Ayloss : En ce qui concerne les artistes qui ont contribué aux morceaux Electro, j’avais en tête depuis le début de collaborer avec des artistes spécialisés dans ce genre de musique pour m’aider à élever le niveau de mes morceaux de musique Electro. Je connaissais déjà Odile et elle a été la première personne à me répondre lorsque j’ai demandé à des personnes dans la liste d’amis de mes réseaux sociaux. Lorsque j’ai découvert la musique de Nate Collins par contre, je lui ai demandé moi-même vu que nous avons une esthétique très similaire et bien que je ne le connaissais pas avant, nous avons eu une excellente et fructueuse collaboration. En ce qui concerne les chanteurs invités, ce sont tous des amis à moi et nous partageons des opinions sur beaucoup de choses, c’était donc une bonne occasion de les réunir.
Peut-être as-tu une chanson préférée sur cet album ? Ou celle que tu as hâte de jouer sur scène ?
Ayloss : C’est vraiment difficile car c’est un album dont je suis vraiment satisfait de toutes les pistes, mais je dirais que la piste de fin Tremor/Kalunga line est ma préférée, car elle a une sorte de sensation cinématique et offre une fin épique à l’album, du moins à mon avis.
As-tu déjà des projets pour l’avenir du groupe ?
Ayloss : Continuer à faire de la musique.

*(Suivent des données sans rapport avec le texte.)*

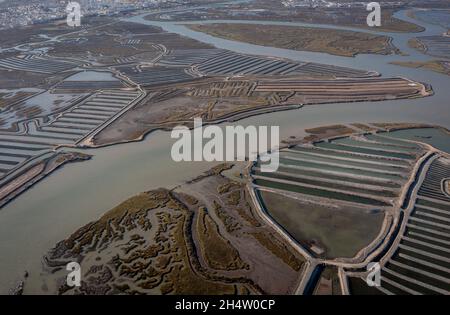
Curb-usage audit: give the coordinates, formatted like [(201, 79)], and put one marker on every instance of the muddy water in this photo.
[(81, 192)]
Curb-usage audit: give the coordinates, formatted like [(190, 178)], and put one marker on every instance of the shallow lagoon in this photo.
[(81, 192)]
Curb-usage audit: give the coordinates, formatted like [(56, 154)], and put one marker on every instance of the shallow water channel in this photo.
[(80, 192)]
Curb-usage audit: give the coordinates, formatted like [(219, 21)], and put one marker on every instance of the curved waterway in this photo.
[(81, 192)]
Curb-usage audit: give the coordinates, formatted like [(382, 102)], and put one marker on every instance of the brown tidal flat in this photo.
[(201, 238), (335, 42), (217, 100)]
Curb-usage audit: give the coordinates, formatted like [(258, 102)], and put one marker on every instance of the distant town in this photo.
[(15, 13)]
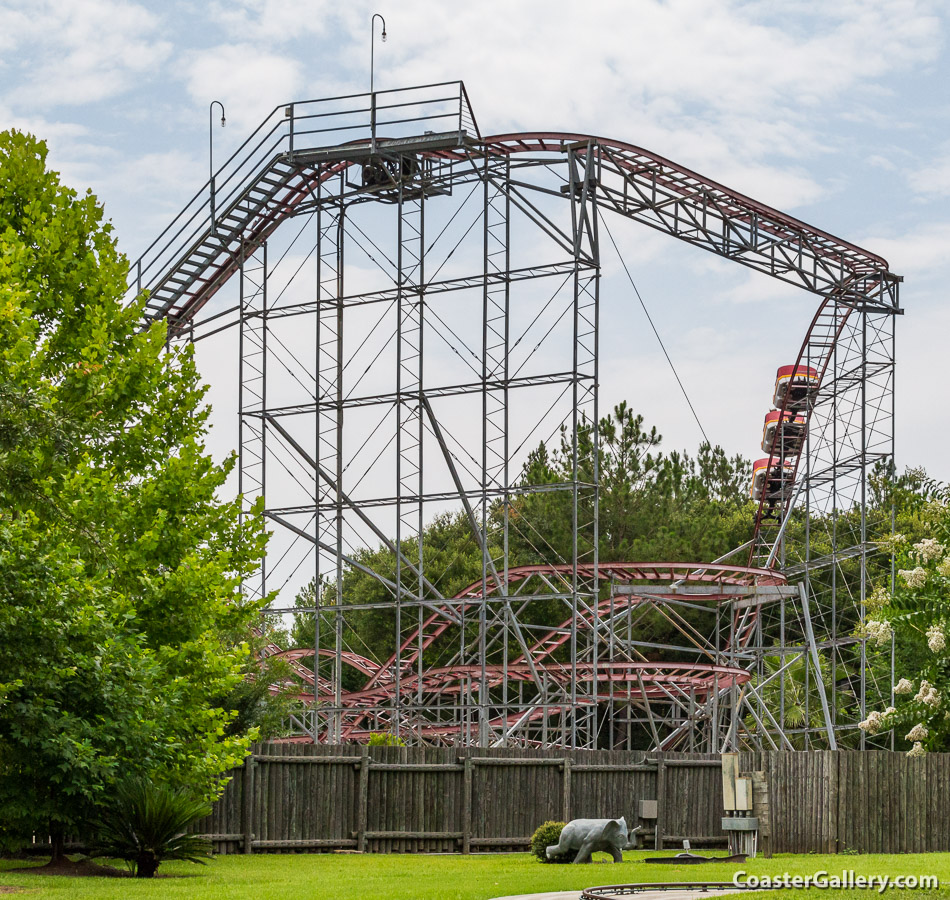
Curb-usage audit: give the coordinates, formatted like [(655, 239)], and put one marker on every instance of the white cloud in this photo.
[(919, 252), (274, 21), (933, 180), (73, 52), (248, 80)]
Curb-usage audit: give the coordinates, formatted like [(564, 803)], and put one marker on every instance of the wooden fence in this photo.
[(294, 797)]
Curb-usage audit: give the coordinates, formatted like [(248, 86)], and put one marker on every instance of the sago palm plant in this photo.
[(146, 823)]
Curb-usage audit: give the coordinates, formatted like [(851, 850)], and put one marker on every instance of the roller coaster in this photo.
[(409, 309)]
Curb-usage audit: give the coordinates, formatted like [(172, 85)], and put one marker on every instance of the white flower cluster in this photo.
[(927, 694), (928, 549), (913, 578), (879, 598), (878, 632), (893, 543), (873, 723), (936, 639)]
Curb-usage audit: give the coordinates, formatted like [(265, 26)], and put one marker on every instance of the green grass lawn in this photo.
[(421, 877)]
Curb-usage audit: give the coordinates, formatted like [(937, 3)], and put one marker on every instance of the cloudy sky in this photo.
[(835, 112)]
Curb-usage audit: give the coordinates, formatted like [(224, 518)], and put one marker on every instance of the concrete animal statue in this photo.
[(587, 835)]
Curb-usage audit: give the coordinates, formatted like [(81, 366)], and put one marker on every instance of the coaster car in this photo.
[(791, 428), (771, 479), (799, 383)]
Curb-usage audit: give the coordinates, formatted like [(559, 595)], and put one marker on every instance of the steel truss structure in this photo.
[(416, 310)]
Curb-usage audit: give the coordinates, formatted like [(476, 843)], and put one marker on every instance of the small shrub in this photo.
[(385, 739), (548, 833), (146, 823)]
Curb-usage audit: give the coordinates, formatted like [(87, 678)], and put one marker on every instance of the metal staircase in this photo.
[(267, 178)]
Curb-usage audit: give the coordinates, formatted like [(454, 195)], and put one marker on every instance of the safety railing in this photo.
[(294, 128)]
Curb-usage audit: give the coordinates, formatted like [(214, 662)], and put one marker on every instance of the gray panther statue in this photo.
[(587, 835)]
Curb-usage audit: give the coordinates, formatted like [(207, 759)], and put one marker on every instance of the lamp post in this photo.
[(372, 41), (211, 154)]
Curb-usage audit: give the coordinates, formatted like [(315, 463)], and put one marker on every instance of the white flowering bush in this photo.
[(928, 549), (936, 638), (904, 686), (913, 578), (914, 611)]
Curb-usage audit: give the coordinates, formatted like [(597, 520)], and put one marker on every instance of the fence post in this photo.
[(567, 790), (467, 806), (363, 808), (247, 803), (660, 800)]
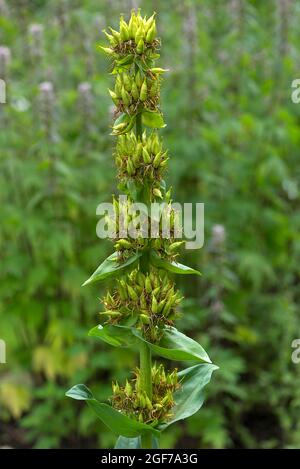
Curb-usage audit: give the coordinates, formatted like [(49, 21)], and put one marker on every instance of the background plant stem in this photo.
[(146, 385)]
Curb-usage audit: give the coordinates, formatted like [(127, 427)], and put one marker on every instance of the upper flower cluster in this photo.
[(135, 38)]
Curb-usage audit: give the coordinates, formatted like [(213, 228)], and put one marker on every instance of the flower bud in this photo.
[(143, 92)]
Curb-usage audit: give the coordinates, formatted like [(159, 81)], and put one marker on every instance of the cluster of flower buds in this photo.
[(131, 234), (131, 91), (137, 37), (141, 160), (135, 403), (149, 300)]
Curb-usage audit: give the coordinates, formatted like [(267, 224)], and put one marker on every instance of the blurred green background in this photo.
[(233, 135)]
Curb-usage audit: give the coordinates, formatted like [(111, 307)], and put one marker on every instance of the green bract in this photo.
[(140, 309)]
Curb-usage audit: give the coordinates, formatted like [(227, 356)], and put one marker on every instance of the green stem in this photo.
[(138, 124), (145, 352), (146, 441), (146, 385)]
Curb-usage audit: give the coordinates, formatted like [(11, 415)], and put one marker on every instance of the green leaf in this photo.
[(80, 392), (113, 335), (128, 443), (113, 419), (128, 59), (190, 396), (134, 443), (122, 119), (153, 119), (111, 267), (176, 346), (171, 266)]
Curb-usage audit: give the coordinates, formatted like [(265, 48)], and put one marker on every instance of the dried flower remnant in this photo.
[(132, 400)]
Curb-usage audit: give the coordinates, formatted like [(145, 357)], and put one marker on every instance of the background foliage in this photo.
[(234, 138)]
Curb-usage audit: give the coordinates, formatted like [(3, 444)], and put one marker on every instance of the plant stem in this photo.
[(146, 441), (145, 352), (146, 385), (145, 369), (139, 125)]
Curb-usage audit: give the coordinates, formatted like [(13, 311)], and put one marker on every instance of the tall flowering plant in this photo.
[(140, 306)]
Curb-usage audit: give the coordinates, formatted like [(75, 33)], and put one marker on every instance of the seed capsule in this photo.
[(157, 160), (111, 38), (132, 27), (140, 47), (154, 305), (138, 79), (125, 97), (134, 91), (107, 50), (116, 35), (124, 33), (127, 82), (145, 319), (175, 246), (151, 33), (143, 92), (148, 285), (146, 156), (130, 168), (139, 34), (114, 97), (157, 193), (124, 243), (132, 293)]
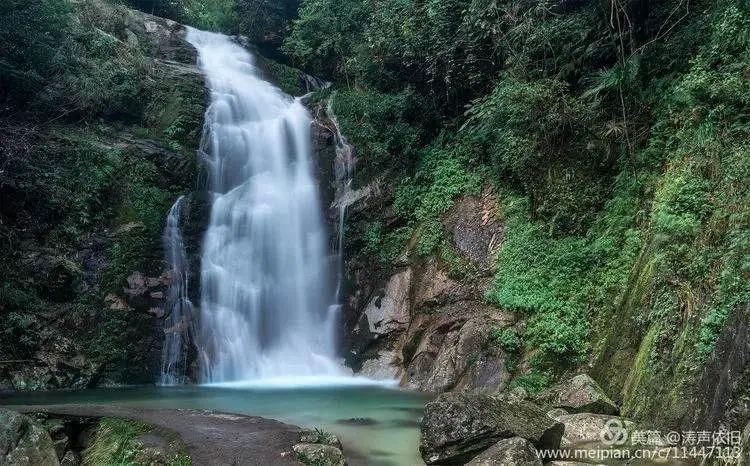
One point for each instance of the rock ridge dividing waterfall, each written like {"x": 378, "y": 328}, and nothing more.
{"x": 268, "y": 301}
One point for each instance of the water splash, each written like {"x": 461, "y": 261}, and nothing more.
{"x": 266, "y": 288}
{"x": 344, "y": 165}
{"x": 179, "y": 309}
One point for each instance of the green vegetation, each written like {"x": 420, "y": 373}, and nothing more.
{"x": 615, "y": 137}
{"x": 211, "y": 15}
{"x": 97, "y": 142}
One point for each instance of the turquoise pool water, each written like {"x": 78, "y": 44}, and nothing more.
{"x": 378, "y": 425}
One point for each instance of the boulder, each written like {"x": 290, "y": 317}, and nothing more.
{"x": 318, "y": 454}
{"x": 457, "y": 426}
{"x": 476, "y": 229}
{"x": 389, "y": 312}
{"x": 514, "y": 451}
{"x": 320, "y": 437}
{"x": 581, "y": 394}
{"x": 24, "y": 442}
{"x": 585, "y": 429}
{"x": 447, "y": 351}
{"x": 571, "y": 463}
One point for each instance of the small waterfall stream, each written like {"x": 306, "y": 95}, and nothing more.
{"x": 267, "y": 296}
{"x": 179, "y": 308}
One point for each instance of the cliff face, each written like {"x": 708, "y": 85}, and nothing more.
{"x": 84, "y": 198}
{"x": 603, "y": 170}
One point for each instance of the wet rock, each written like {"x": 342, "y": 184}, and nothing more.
{"x": 581, "y": 394}
{"x": 457, "y": 426}
{"x": 70, "y": 458}
{"x": 320, "y": 437}
{"x": 571, "y": 463}
{"x": 477, "y": 231}
{"x": 382, "y": 367}
{"x": 389, "y": 312}
{"x": 23, "y": 442}
{"x": 586, "y": 429}
{"x": 514, "y": 451}
{"x": 142, "y": 294}
{"x": 318, "y": 454}
{"x": 449, "y": 351}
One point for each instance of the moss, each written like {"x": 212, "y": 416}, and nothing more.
{"x": 116, "y": 441}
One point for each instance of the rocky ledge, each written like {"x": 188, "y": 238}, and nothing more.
{"x": 513, "y": 429}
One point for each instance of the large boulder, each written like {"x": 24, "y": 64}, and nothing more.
{"x": 23, "y": 442}
{"x": 581, "y": 394}
{"x": 476, "y": 229}
{"x": 514, "y": 451}
{"x": 453, "y": 350}
{"x": 586, "y": 429}
{"x": 457, "y": 426}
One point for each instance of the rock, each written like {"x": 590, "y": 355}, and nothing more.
{"x": 142, "y": 294}
{"x": 571, "y": 463}
{"x": 382, "y": 367}
{"x": 456, "y": 426}
{"x": 390, "y": 311}
{"x": 557, "y": 412}
{"x": 450, "y": 352}
{"x": 513, "y": 451}
{"x": 477, "y": 231}
{"x": 358, "y": 421}
{"x": 23, "y": 442}
{"x": 71, "y": 458}
{"x": 318, "y": 454}
{"x": 585, "y": 429}
{"x": 320, "y": 437}
{"x": 581, "y": 394}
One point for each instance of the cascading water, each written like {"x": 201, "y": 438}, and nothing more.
{"x": 179, "y": 310}
{"x": 266, "y": 291}
{"x": 344, "y": 165}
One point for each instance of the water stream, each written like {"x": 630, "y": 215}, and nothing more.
{"x": 268, "y": 305}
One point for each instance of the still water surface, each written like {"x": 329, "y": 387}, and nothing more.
{"x": 378, "y": 425}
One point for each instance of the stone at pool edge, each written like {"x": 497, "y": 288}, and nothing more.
{"x": 319, "y": 454}
{"x": 23, "y": 441}
{"x": 458, "y": 426}
{"x": 357, "y": 421}
{"x": 514, "y": 451}
{"x": 319, "y": 448}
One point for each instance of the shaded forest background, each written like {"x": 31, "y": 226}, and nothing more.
{"x": 615, "y": 134}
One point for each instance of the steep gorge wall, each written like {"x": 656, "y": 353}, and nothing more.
{"x": 84, "y": 198}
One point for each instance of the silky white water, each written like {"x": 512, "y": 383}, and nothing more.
{"x": 267, "y": 302}
{"x": 179, "y": 309}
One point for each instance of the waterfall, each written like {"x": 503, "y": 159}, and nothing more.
{"x": 344, "y": 164}
{"x": 179, "y": 309}
{"x": 267, "y": 298}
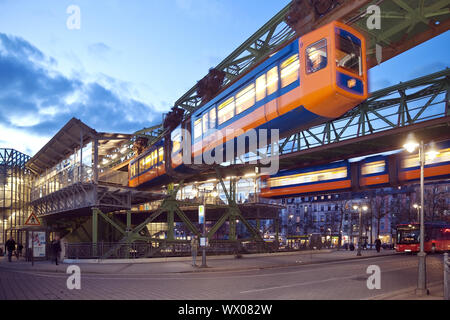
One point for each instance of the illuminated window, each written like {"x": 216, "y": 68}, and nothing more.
{"x": 289, "y": 70}
{"x": 197, "y": 128}
{"x": 261, "y": 88}
{"x": 176, "y": 140}
{"x": 142, "y": 165}
{"x": 245, "y": 98}
{"x": 226, "y": 110}
{"x": 205, "y": 123}
{"x": 272, "y": 80}
{"x": 373, "y": 167}
{"x": 154, "y": 157}
{"x": 212, "y": 118}
{"x": 316, "y": 56}
{"x": 323, "y": 175}
{"x": 161, "y": 154}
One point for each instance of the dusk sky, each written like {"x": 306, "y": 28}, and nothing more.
{"x": 131, "y": 60}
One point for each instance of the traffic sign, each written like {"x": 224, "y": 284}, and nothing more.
{"x": 32, "y": 220}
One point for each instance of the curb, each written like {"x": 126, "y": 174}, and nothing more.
{"x": 213, "y": 269}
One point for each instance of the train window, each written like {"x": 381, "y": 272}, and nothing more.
{"x": 272, "y": 80}
{"x": 226, "y": 110}
{"x": 289, "y": 70}
{"x": 154, "y": 157}
{"x": 316, "y": 56}
{"x": 245, "y": 98}
{"x": 176, "y": 140}
{"x": 348, "y": 54}
{"x": 309, "y": 177}
{"x": 161, "y": 154}
{"x": 261, "y": 87}
{"x": 205, "y": 123}
{"x": 212, "y": 118}
{"x": 373, "y": 167}
{"x": 197, "y": 128}
{"x": 142, "y": 165}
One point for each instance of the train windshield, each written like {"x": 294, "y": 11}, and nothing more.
{"x": 348, "y": 52}
{"x": 408, "y": 236}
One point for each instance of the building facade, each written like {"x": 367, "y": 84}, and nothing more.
{"x": 14, "y": 194}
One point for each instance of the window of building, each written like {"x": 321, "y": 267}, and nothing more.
{"x": 212, "y": 118}
{"x": 316, "y": 56}
{"x": 197, "y": 128}
{"x": 261, "y": 87}
{"x": 289, "y": 70}
{"x": 245, "y": 98}
{"x": 226, "y": 110}
{"x": 272, "y": 80}
{"x": 205, "y": 122}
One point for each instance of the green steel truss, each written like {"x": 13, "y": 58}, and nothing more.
{"x": 404, "y": 24}
{"x": 398, "y": 106}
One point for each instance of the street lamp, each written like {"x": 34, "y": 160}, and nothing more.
{"x": 360, "y": 209}
{"x": 416, "y": 206}
{"x": 411, "y": 145}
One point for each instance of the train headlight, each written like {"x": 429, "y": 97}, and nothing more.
{"x": 351, "y": 83}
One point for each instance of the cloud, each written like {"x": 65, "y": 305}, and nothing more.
{"x": 35, "y": 101}
{"x": 99, "y": 50}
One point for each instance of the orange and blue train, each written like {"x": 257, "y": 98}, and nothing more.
{"x": 312, "y": 79}
{"x": 371, "y": 172}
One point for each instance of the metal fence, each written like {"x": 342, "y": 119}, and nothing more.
{"x": 157, "y": 249}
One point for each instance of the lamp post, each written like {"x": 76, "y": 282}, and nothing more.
{"x": 214, "y": 194}
{"x": 411, "y": 145}
{"x": 360, "y": 209}
{"x": 416, "y": 206}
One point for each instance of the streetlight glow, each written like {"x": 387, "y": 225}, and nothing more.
{"x": 411, "y": 144}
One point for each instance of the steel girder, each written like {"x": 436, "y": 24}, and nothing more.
{"x": 403, "y": 26}
{"x": 398, "y": 106}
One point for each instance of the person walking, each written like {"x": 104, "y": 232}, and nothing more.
{"x": 378, "y": 245}
{"x": 194, "y": 249}
{"x": 10, "y": 246}
{"x": 19, "y": 250}
{"x": 56, "y": 248}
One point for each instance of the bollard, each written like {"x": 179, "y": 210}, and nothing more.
{"x": 446, "y": 272}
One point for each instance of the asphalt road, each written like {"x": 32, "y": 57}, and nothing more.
{"x": 334, "y": 280}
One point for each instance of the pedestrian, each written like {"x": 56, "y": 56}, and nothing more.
{"x": 10, "y": 246}
{"x": 56, "y": 248}
{"x": 194, "y": 249}
{"x": 19, "y": 250}
{"x": 378, "y": 245}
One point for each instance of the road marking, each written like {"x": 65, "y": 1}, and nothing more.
{"x": 318, "y": 281}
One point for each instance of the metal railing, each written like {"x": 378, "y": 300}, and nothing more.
{"x": 446, "y": 277}
{"x": 160, "y": 249}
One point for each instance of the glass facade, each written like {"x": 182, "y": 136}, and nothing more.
{"x": 76, "y": 168}
{"x": 14, "y": 195}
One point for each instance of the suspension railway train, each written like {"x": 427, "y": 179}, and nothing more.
{"x": 310, "y": 80}
{"x": 376, "y": 171}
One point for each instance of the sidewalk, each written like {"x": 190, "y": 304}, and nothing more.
{"x": 436, "y": 292}
{"x": 183, "y": 264}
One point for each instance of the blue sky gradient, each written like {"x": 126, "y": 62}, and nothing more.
{"x": 131, "y": 60}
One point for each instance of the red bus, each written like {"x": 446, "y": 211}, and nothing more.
{"x": 437, "y": 237}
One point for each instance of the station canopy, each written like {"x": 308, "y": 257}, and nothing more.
{"x": 67, "y": 140}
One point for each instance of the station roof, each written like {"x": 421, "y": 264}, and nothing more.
{"x": 68, "y": 139}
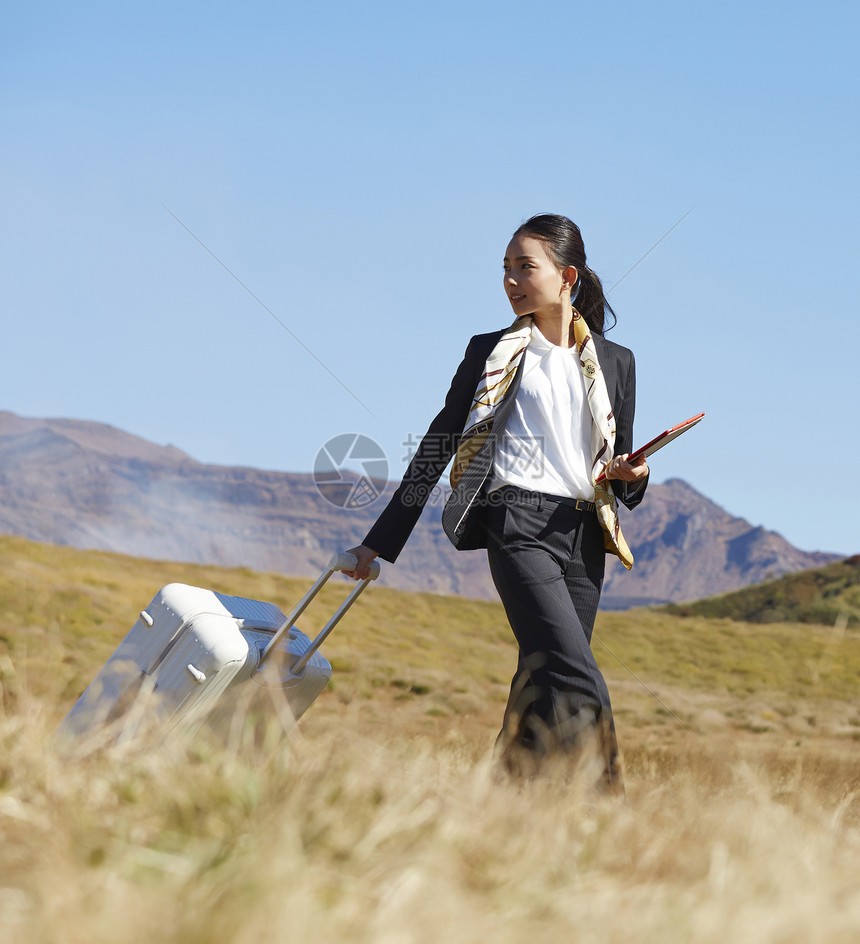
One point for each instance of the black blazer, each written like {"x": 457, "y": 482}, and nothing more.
{"x": 461, "y": 517}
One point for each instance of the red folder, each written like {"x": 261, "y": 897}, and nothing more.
{"x": 659, "y": 441}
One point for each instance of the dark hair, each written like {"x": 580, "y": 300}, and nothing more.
{"x": 565, "y": 247}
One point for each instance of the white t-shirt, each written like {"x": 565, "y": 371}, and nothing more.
{"x": 546, "y": 443}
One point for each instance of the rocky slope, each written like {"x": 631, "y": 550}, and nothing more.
{"x": 93, "y": 486}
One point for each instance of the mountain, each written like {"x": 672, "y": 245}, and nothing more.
{"x": 90, "y": 485}
{"x": 828, "y": 596}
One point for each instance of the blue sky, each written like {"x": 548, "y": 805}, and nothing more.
{"x": 360, "y": 169}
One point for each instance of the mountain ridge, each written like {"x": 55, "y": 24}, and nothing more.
{"x": 92, "y": 485}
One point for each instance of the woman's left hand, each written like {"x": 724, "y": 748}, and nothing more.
{"x": 620, "y": 468}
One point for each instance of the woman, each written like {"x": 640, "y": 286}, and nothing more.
{"x": 535, "y": 413}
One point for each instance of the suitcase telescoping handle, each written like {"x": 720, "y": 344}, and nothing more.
{"x": 344, "y": 561}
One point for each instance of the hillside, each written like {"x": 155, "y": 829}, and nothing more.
{"x": 425, "y": 657}
{"x": 380, "y": 818}
{"x": 826, "y": 596}
{"x": 88, "y": 485}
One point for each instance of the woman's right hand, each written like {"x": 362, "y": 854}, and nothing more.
{"x": 365, "y": 557}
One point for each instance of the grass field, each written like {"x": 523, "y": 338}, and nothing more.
{"x": 381, "y": 818}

Pour l’instant, je me concentre sur mon double album intitulé IV, qui devrait sortir cette année.
Y a-t-il des musiciens ou des groupes avec lesquels tu aimerais collaborer ? Que ce soit pour une chanson, un album…
Ayloss : Absolument, j’adorerais pouvoir travailler avec certains de mes artistes contemporains préférés, comme Moses Somney, Arca, Fka Twigs, Caroline Polachek par exemple. Bien sûr, il s’agit de grands noms, donc ce n’est pas vraiment possible. J’aimerais également collaborer avec de nombreux artistes de Metal, mais j’ai déjà demandé à la plupart d’entre eux de le faire.